Cuando llegó el cuarto día de búsqueda, simplemente me resigné. Traté de convencerme de que podía haber sido cualquier otro hombre llamado de la misma forma, pero ¿por qué taparía su rostro si fuese así?
—No es él. Seguro que no —me había dicho Audry, pero incluso él parecía poco convencido. Por un momento, me sentí increíblemente mal por el comandante. Lucca había sido mi amigo durante gran parte de mi vida, prácticamente parte de mi familia. Una persona a la que debía proteger, y a la que protegí y cuidé durante años, llevándome golpes y palabras crueles por hacerlo. Pero también había sido importante para Audry: su primer amor. La primera persona en la que confío, a la que besó, con la que compartió momentos dulces y que revolvieron en él miles de sentimientos.

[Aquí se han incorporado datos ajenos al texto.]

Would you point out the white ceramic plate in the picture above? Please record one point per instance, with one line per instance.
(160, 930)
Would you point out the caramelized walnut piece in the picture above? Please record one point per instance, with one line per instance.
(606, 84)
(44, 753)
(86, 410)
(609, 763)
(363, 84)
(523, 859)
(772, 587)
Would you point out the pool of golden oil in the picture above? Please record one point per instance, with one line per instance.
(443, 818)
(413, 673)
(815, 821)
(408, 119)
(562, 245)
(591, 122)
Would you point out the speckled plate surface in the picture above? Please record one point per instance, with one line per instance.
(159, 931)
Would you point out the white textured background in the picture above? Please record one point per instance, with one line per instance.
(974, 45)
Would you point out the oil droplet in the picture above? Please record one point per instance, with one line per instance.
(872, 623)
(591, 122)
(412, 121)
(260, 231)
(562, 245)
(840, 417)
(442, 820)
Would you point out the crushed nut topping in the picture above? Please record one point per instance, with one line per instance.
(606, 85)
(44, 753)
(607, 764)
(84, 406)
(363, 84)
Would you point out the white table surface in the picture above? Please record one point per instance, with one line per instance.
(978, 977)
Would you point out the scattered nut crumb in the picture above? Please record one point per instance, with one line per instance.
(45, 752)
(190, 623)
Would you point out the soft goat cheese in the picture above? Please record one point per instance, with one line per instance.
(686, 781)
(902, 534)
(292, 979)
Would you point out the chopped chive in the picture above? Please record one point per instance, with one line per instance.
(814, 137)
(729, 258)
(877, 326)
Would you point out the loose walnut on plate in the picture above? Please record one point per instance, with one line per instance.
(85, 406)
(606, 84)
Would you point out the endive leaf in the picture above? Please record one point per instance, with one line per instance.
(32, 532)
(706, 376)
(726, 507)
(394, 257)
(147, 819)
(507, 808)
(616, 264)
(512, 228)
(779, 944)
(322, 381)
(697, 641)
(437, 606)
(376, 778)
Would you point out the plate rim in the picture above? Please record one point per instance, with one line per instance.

Y en el fondo, me sentía tan mal por él como por mí misma.
Y cuando encontrase a ese cabrón, si es que verdaderamente era él, desearía no haber pisado nunca este lugar.
También había esperado a Keelan cada noche desde que se marchó a la tienda de Audry. Había aguardado en mi cama hasta pasar la medianoche, y había dado vuelta tras vuelta sobre las gruesas telas, imaginando que cruzaría mi entrada y en un par de zancadas estaría sobre mí. Me besaría y me diría que ya había pensado suficiente, que ya había esperado suficiente, que me perdonaba y que me seguía amando.
Pero eso nunca pasó. De hecho, ni siquiera me encontré con él, mientras cruzaba el campamento y observaba los entrenamientos. Mientras alimentaba a los monstruos y comprobaba que todos los hechiceros se encontrasen bien.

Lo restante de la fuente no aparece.